FilmMakers Magazine: Beside screenwriting what are you passionate about and why?

Mark Penberthy:
I love to paint and have done so for many years. I’ve been deeply inspired by Rembrandt’s self portraits, Van Gogh’s landscapes in Arles, Edward Hopper’s urban scenes, and Lucien Freud’s figure paintings. While obviously different from screenwriting, the artistic goals in painting are similar. You’re trying to create something worthwhile, something with strength to it. You keep looking at it, evaluating it, changing it, until at one point you think it’s the best it can be.

FilmMakers Magazine: Who is your favorite Screenwriter and Why?

Mark Penberthy:
I have to put Ben Hecht at or near the top in terms of overall career. He worked on or wrote over seventy screenplays, including such classics as, “Scarface,” “A Star Is Born,” “The Prisoner Of Zenda,” “Angels With Dirty Faces,” “Gunga Din,” “Stagecoach,” “Gone With The Wind,” “Wuthering Heights,” “Some Like It Hot,” “Foreign Correspondent,” “Spellbound,” “Gilda,” “Notorious,” and “Duel In The Sun.” He could write in many different genres, adapt from novels, and fix existing screenplays, earning him the nickname, “The Shakespeare of Hollywood.” He claims to never have worked on a script for more than eight weeks and could produce one in as little as two weeks.

FilmMakers Magazine: Name the director you would love to work with and why?

Mark Penberthy:
I would have loved the chance to work with Carol Reed. His three films, “Odd Man Out,” “The Fallen Idol,” and “The Third Man” made respectively in 1947, 1948, and 1949 are one of the great achievements in filmmaking. The fact they were made in a three year period is even more impressive. The actors’ performances are first rate, the set-ups, lighting, and editing are seamless. Nothing gets in the way of the storytelling. I can only imagine how much I would have learned by watching him work.

FilmMakers Magazine: Name the actor you would love to work with and why?

Mark Penberthy:
I love film noir.

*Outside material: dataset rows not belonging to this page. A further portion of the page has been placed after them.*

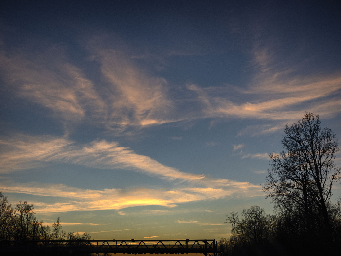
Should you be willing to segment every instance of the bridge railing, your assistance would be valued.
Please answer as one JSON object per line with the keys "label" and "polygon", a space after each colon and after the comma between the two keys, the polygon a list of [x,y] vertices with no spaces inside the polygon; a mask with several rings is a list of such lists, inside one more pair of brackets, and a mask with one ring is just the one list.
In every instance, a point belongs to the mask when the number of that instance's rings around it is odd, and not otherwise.
{"label": "bridge railing", "polygon": [[[213,240],[50,240],[0,241],[0,252],[128,254],[203,253],[222,251]],[[71,252],[71,253],[70,253]]]}

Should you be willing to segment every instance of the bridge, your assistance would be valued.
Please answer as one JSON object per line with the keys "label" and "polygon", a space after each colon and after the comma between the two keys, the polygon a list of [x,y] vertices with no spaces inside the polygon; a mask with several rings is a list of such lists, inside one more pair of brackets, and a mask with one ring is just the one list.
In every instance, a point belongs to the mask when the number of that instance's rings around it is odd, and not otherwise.
{"label": "bridge", "polygon": [[0,241],[0,252],[24,255],[202,253],[205,256],[217,256],[223,250],[222,245],[218,246],[214,239],[3,241]]}

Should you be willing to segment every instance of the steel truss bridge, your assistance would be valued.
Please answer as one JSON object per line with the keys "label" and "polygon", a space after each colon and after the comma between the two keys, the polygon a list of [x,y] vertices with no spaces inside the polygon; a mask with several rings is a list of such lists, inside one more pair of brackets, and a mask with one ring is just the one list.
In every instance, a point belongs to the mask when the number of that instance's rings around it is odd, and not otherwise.
{"label": "steel truss bridge", "polygon": [[3,241],[0,245],[0,253],[23,255],[202,253],[205,256],[217,256],[223,249],[222,246],[217,246],[214,239]]}

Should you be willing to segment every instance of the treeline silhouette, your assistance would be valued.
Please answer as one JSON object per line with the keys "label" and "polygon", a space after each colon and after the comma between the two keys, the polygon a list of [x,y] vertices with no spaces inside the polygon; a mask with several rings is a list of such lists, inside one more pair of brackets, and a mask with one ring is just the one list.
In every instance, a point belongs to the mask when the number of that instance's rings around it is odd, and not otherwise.
{"label": "treeline silhouette", "polygon": [[271,168],[262,185],[275,213],[255,205],[242,210],[241,218],[237,213],[226,215],[231,236],[220,238],[223,255],[339,254],[341,199],[333,203],[331,198],[333,184],[341,180],[334,161],[340,148],[319,117],[306,113],[301,120],[287,124],[284,149],[269,154]]}
{"label": "treeline silhouette", "polygon": [[91,236],[86,232],[81,235],[62,229],[60,218],[58,217],[49,226],[44,225],[34,216],[33,204],[17,203],[13,207],[7,196],[0,191],[0,240],[89,240]]}
{"label": "treeline silhouette", "polygon": [[[278,210],[266,213],[258,205],[226,215],[231,226],[228,239],[220,237],[223,244],[220,256],[239,255],[324,255],[340,251],[341,245],[341,199],[330,203],[328,212],[331,236],[325,233],[321,214],[315,212],[308,224],[304,214]],[[296,211],[299,209],[296,209]],[[332,239],[329,240],[330,237]]]}

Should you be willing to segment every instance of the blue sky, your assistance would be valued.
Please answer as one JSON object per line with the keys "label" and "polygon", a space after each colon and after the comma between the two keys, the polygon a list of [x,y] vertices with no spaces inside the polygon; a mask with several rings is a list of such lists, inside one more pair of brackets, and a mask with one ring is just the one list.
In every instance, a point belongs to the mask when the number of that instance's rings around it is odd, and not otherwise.
{"label": "blue sky", "polygon": [[0,190],[94,239],[228,236],[229,212],[272,211],[286,124],[313,112],[340,138],[336,7],[6,3]]}

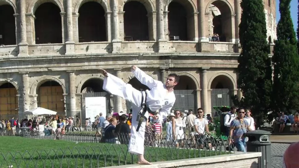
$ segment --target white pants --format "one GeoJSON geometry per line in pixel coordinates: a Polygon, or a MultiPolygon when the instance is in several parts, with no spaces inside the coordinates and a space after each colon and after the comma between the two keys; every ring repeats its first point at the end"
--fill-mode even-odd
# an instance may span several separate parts
{"type": "MultiPolygon", "coordinates": [[[[120,96],[131,102],[133,104],[132,123],[131,138],[129,142],[129,151],[135,154],[143,154],[144,152],[144,134],[146,121],[144,120],[138,132],[136,131],[138,125],[136,121],[137,115],[141,110],[141,101],[143,97],[145,100],[145,94],[133,88],[129,84],[126,83],[121,79],[108,74],[108,77],[104,79],[103,89],[112,94],[120,96]]],[[[145,116],[149,117],[146,112],[145,116]]]]}

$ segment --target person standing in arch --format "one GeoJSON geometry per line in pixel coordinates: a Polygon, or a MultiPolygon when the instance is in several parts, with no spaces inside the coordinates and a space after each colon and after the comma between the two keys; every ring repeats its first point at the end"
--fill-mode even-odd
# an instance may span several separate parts
{"type": "Polygon", "coordinates": [[[144,117],[146,118],[148,118],[149,113],[154,115],[156,112],[159,110],[160,110],[160,117],[163,118],[170,114],[170,110],[175,101],[173,88],[178,83],[178,76],[175,74],[170,74],[164,84],[161,81],[154,79],[139,68],[133,65],[131,67],[131,71],[135,77],[150,89],[141,91],[105,70],[102,69],[100,70],[100,73],[105,77],[103,89],[112,94],[129,101],[133,104],[129,152],[137,155],[138,164],[151,164],[144,158],[143,155],[146,120],[143,120],[139,130],[137,131],[139,121],[137,118],[140,117],[141,113],[145,111],[146,112],[144,117]]]}

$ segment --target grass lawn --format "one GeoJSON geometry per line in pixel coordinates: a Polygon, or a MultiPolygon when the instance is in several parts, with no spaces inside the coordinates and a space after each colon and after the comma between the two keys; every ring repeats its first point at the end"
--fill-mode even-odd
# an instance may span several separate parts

Robert Mitchum, Burt Lancaster, Robert Ryan, and Humphrey Bogart have all played significant roles in class film noir movies. My favorite, however, is Sterling Hayden, and if I could, he is the one actor I would love to work with. I think he has the ultimate damaged tough guy demeanor that personifies the male character being led to his doom by a femme fatale (preferably Linda Darnell). Sterling Hayden is perfect in “The Killing,” “Crime Wave,” and of course, “The Asphalt Jungle.”

FilmMakers Magazine: Any tips and things learned along the way to pass on to others?

Mark Penberthy:
I think one difficult aspect about any creative process is to know when to be critical and when not to be critical. At times criticism can be counterproductive and actually block or shut down the whole creative process. At other times, objective and specific criticism can stop a flawed concept or premise from ballooning into a lot of extra work. Knowing when to relax and let the work flow versus taking a long look at it is not always easy. Every artist has to find that balance.

FilmMakers Magazine: What's next for you?

Mark Penberthy: I’ve got a couple of script ideas that I’d like to get going on. One is a rock and roll story about the nature of talent. The other is about a guy whose obsession leads him to a third world country. Also, I’ve done a series of desert landscapes in watercolor and I’d like to do a dozen or so in oil.


FilmMakers Magazine: Where will you be five years from now?

Mark Penberthy: Hopefully continuing to be observant, creative, and trying to put out the best work I can.